Jul 10

Currently I am working on a project that has been under development for almost 6 years now, so it contains a lot code written by a lot of people.

A couple of days ago, I was modifying a module in which We had a function like:

public ResponseObject perfromTask(/* params */)  {

  ResponseObject response;

  try {
  // — My Changes Start Here –

  //….

  //some statements

  //….

  // all done, return the object

  return response; // this response object is perfectly valid

  // — My Changes End Here –

  }

  catch(SomeException ex)  {  // handle exception

  }  finally {

  // some resource cleaning

  return response; // BOOM!!!!! I didn’t notice this statement at first

  }

}

and there was another method that was calling the above method like this:

public void callerMethod(/* params */) {

  // irrelevant code

  ResponseObject response = performTask( /* params */); // the response object received here was always null

  // irrelevant code

}

But strangely, I was always getting NullPointerException when the callerMethod tried to get response from perfromTask. So I placed a breakpoint at the line where I was returning the response in the performTask (the line that has a “this response is perfectly valid” comment) and another just after the line where performTask is called in the callerMethod. And when it interrupted the execution inside perfromTask, I could see that the response object was the one that should have been expected, so I just “resume” to jump to the next break point and OUCH! the response object received in the caller is indeed null.

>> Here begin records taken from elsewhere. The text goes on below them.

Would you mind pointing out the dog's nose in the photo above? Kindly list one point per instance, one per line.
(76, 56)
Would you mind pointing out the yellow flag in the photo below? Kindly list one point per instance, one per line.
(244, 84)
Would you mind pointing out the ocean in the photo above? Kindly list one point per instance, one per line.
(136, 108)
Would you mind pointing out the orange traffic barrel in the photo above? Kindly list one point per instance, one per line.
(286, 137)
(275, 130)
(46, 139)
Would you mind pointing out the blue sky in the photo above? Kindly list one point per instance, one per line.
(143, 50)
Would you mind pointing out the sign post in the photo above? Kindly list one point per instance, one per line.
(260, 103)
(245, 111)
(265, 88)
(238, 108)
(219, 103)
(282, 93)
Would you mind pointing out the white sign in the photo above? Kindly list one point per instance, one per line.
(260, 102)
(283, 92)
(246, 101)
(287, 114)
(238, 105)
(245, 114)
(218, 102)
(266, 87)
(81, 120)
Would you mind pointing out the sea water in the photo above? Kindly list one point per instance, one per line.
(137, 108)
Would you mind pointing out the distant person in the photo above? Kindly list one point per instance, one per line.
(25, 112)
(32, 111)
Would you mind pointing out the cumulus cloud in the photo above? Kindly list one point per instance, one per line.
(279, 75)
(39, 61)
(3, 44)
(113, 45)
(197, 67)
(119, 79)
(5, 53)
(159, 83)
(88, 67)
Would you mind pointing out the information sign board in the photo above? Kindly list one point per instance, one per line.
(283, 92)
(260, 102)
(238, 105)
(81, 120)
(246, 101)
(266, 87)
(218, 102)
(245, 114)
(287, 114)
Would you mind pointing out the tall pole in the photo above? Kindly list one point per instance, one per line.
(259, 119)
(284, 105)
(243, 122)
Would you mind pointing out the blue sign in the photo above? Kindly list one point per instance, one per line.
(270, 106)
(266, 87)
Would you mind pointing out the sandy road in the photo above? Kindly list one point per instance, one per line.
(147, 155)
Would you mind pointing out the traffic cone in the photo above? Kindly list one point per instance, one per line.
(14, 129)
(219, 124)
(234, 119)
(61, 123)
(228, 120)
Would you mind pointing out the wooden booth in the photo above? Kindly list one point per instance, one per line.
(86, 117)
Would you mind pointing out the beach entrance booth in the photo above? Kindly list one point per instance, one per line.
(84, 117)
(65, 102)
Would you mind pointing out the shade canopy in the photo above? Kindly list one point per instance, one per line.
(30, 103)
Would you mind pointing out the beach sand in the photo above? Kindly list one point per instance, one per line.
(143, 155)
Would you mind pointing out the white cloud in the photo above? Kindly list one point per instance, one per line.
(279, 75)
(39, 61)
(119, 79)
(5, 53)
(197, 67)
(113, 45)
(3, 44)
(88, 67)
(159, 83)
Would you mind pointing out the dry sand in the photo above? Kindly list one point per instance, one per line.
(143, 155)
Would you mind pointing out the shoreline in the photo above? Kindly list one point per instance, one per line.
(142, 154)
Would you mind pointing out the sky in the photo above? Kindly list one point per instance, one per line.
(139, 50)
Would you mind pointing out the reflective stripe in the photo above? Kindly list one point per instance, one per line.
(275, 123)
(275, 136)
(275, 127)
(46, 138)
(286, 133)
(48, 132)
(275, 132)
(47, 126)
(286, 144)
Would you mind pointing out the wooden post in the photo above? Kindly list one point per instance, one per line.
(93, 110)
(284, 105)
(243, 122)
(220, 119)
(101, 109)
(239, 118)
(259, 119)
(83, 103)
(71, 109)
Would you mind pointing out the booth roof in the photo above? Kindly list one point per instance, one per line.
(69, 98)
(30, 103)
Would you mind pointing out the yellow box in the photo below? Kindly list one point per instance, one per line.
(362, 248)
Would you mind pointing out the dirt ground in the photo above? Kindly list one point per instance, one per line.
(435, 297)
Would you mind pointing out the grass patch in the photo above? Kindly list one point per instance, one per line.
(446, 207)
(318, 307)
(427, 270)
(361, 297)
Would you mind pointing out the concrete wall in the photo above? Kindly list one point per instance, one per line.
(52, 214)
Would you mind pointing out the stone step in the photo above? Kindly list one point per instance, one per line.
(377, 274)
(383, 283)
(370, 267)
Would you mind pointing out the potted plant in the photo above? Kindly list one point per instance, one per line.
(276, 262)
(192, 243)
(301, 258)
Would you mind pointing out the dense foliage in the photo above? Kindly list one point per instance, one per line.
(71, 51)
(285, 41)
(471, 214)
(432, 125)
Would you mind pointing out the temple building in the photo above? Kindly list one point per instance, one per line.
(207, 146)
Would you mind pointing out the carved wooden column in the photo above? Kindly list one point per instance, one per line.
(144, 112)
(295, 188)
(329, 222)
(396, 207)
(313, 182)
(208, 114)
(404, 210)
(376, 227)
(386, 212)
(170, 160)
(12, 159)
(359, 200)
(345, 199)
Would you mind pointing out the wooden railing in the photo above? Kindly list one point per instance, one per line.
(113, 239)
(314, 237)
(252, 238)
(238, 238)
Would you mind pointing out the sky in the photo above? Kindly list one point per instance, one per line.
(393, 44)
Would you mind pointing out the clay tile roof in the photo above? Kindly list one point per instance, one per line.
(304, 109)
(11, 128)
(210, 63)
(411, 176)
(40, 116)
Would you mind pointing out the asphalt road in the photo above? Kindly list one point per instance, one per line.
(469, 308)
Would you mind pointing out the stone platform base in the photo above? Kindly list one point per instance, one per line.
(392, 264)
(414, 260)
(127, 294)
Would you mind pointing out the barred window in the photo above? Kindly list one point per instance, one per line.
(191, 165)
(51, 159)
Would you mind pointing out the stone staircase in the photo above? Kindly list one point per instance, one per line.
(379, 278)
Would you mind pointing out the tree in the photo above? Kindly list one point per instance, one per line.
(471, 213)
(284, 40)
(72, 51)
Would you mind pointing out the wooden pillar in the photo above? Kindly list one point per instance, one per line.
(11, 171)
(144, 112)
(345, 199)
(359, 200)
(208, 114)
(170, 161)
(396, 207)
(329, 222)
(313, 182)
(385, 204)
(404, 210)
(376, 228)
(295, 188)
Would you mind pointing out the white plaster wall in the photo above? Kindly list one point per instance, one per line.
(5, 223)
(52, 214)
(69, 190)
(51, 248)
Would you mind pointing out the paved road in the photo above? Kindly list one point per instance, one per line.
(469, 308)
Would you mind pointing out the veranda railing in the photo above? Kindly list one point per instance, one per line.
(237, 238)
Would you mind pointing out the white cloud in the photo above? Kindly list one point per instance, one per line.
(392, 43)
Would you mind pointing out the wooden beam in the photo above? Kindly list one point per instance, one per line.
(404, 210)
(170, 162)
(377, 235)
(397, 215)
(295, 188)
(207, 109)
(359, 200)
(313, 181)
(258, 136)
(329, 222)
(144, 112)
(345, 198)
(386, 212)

After single stepping through performTask, I noticed that finally block had a return statement itself, I don’t know why it was returning null (since it had the same reference as the try block) but it, while at the same time being surprising, was quiet annoying because the code ran into an error when in fact there was no error (in the changes I made I mean). Anyway, removing return statement from finally block and making sure that try block was returning in every case it was supposed to return solved the problem.

I never thought of returning inside finally block before, but now that I have seen it, I know it is something mysterious and might get you into problems. Don’t know what java specs have to say about it.